The Telegram post listed two specific demands before threatening to attack the grid if they weren’t met: “1. Release our men 2. Leave them alone there after.” The individual also captioned the four diagrams, with a notice coyly stating that they were “for educational purposes only of course” before adding an upside down smile face emoji. According to the bulletin, the post and images were obtained by the Department of Homeland Security’s (DHS) Office of Intelligence and Analysis, indicating it was monitoring the threat.

The Daily Dot is declining to publish the uncensored diagrams.

Neither the FBI or DHS responded to requests for comment from the Daily Dot regarding the threat. The attorney for Kenna, Matthew E. Trainor, did not respond either.
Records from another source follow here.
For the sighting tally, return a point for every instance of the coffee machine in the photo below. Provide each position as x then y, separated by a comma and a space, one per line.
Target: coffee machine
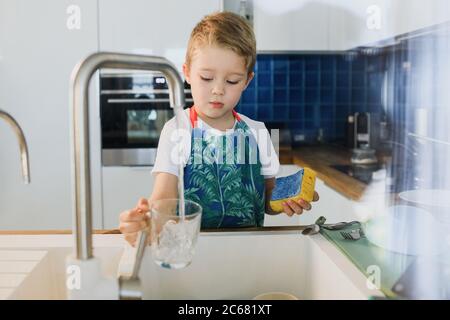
365, 139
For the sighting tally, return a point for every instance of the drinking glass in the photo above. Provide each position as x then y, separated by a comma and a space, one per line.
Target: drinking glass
173, 237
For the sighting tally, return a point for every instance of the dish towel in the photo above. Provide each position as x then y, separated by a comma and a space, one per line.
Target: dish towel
383, 268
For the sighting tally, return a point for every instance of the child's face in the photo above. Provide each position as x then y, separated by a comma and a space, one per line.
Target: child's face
217, 77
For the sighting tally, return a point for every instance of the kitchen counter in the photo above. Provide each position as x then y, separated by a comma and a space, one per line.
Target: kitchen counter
320, 158
48, 232
303, 265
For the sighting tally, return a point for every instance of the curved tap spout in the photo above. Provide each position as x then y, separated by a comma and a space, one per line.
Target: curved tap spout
24, 159
81, 76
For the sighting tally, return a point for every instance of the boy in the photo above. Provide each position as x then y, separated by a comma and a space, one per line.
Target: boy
219, 65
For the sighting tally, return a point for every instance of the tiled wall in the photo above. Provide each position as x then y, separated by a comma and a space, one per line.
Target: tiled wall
309, 92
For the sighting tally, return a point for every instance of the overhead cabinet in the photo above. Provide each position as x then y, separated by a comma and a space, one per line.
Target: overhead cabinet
151, 27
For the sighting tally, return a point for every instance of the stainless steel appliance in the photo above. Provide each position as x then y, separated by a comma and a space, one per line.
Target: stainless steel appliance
366, 137
134, 108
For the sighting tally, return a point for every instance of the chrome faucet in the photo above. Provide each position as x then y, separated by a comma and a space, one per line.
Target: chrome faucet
81, 176
24, 159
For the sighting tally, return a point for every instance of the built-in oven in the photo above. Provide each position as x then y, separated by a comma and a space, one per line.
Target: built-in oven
134, 108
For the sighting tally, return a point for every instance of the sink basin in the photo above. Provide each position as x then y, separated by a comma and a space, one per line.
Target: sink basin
230, 265
34, 267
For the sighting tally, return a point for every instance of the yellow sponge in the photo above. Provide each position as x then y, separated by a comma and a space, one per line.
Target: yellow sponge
299, 185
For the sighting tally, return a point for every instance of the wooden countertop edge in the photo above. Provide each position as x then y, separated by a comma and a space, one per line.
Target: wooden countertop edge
48, 232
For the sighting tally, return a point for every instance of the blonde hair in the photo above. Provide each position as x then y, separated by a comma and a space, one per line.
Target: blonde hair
226, 30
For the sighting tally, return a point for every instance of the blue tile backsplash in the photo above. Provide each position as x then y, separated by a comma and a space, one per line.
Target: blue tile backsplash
308, 92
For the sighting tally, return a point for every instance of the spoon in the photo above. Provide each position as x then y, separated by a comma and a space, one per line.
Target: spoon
311, 230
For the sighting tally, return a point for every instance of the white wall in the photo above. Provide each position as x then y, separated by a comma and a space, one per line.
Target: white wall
37, 54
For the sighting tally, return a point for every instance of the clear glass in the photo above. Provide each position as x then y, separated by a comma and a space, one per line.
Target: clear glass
173, 239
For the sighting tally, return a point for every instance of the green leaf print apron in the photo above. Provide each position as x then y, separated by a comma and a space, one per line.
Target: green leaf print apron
223, 175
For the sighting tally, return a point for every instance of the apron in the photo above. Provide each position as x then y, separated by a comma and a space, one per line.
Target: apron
225, 180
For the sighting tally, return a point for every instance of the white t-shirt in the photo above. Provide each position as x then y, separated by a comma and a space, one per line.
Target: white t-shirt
167, 159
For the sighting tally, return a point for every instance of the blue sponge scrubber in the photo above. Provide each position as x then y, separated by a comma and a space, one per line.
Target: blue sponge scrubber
299, 185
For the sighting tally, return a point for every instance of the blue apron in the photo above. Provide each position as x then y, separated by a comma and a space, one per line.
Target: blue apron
226, 181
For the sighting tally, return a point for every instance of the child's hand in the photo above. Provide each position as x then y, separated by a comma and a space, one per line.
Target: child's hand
134, 220
292, 207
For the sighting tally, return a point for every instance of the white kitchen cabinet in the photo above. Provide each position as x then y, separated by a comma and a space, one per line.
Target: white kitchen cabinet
291, 25
354, 23
40, 43
152, 27
122, 188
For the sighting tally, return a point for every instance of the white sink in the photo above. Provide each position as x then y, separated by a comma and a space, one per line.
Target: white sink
242, 266
34, 267
225, 266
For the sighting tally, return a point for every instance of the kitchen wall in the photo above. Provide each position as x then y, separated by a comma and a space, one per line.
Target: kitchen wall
308, 93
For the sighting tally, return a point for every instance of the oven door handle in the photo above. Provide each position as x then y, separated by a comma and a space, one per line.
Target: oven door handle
141, 100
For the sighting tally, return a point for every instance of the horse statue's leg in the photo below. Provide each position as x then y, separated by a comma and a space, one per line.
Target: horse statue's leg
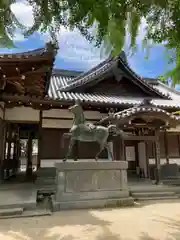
71, 144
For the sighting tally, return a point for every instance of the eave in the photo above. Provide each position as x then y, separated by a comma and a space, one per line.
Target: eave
98, 73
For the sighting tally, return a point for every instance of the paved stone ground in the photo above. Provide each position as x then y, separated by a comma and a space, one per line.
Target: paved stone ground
150, 222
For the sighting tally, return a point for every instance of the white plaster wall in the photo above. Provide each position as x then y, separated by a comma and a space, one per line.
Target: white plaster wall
1, 113
163, 160
22, 114
57, 123
2, 110
64, 113
177, 129
51, 162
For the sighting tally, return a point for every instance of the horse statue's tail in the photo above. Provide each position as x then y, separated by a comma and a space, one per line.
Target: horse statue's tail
65, 135
114, 130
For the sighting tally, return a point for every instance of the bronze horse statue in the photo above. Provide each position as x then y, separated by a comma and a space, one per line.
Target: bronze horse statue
88, 132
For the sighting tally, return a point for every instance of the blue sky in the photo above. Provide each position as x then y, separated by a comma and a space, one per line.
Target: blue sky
75, 53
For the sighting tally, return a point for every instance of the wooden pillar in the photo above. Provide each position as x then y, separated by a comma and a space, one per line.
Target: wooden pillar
75, 151
166, 146
8, 160
39, 141
29, 156
116, 148
157, 157
122, 150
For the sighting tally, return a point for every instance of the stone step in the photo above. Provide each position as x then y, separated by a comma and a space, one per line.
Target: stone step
159, 198
151, 194
11, 212
28, 213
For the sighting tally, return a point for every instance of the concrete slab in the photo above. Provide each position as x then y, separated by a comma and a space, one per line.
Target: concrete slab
18, 198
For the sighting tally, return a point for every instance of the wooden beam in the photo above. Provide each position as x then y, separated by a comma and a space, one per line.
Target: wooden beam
142, 138
39, 140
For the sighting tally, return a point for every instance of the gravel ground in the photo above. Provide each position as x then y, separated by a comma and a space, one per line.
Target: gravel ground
160, 221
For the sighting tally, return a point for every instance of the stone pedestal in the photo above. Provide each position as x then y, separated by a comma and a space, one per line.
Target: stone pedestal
93, 184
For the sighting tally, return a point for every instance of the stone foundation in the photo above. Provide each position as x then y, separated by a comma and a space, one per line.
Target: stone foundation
93, 184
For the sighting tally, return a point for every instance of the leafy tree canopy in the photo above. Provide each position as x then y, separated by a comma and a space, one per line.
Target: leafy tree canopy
112, 18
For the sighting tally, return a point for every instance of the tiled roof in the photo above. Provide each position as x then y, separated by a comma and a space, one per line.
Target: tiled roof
130, 112
49, 47
62, 78
104, 67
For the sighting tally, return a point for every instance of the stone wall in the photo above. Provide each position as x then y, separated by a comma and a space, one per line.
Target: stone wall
85, 184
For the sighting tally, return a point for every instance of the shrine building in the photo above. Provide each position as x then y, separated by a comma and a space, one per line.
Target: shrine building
34, 114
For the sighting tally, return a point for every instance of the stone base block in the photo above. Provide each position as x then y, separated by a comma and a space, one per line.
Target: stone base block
91, 185
90, 204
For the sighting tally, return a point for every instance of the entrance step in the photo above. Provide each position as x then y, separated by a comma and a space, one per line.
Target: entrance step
152, 194
11, 212
15, 213
160, 198
18, 198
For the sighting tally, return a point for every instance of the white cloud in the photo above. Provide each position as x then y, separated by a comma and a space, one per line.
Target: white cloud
75, 48
23, 12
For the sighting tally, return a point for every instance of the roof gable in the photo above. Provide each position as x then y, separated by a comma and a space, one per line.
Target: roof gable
111, 66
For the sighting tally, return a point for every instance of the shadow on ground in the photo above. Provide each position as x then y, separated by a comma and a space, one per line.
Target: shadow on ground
81, 225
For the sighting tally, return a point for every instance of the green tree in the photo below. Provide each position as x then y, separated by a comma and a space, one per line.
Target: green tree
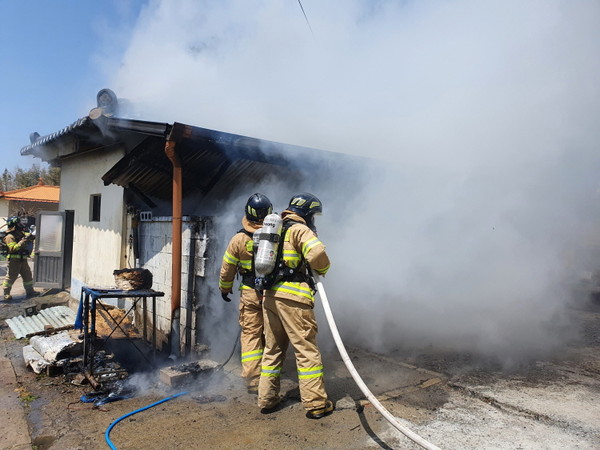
21, 178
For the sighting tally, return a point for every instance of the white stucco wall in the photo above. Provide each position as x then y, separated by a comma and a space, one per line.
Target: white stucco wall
97, 246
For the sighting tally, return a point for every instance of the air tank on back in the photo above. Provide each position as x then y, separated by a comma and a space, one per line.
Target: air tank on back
268, 243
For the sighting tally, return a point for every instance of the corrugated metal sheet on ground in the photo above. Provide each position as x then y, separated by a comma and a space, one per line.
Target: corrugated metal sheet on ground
57, 317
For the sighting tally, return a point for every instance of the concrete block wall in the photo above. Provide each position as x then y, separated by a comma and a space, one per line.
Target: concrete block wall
156, 255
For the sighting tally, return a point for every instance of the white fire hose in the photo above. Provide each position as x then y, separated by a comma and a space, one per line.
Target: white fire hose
361, 384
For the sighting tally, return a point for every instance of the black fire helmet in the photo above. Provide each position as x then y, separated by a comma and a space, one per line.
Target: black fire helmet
258, 207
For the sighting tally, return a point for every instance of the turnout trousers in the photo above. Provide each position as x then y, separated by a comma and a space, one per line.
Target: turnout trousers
252, 340
289, 321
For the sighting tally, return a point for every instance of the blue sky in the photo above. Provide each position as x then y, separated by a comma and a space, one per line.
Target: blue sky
51, 64
489, 108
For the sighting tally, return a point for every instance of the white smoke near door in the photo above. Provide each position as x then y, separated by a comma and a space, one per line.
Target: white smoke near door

Last year saw a significant uptick in attacks against the power grid, including high profile incidents in North CarolinaSouth CarolinaWashingtonOregon, and Florida. It still remains unclear the motive behind all the attacks. Far-right groups on Telegram have implied that many of the incidents are linked and were carried out by “combatants,” although no evidence has been presented.

As exclusively reported by the Daily Dot this month, documents also revealed law enforcement’s concern over some extremists’ interest in the Flipper Zero hacking tool in relation to the power grid. Experts, however, say that such concerns are unfounded and greatly exaggerate the actual capabilities of the tool.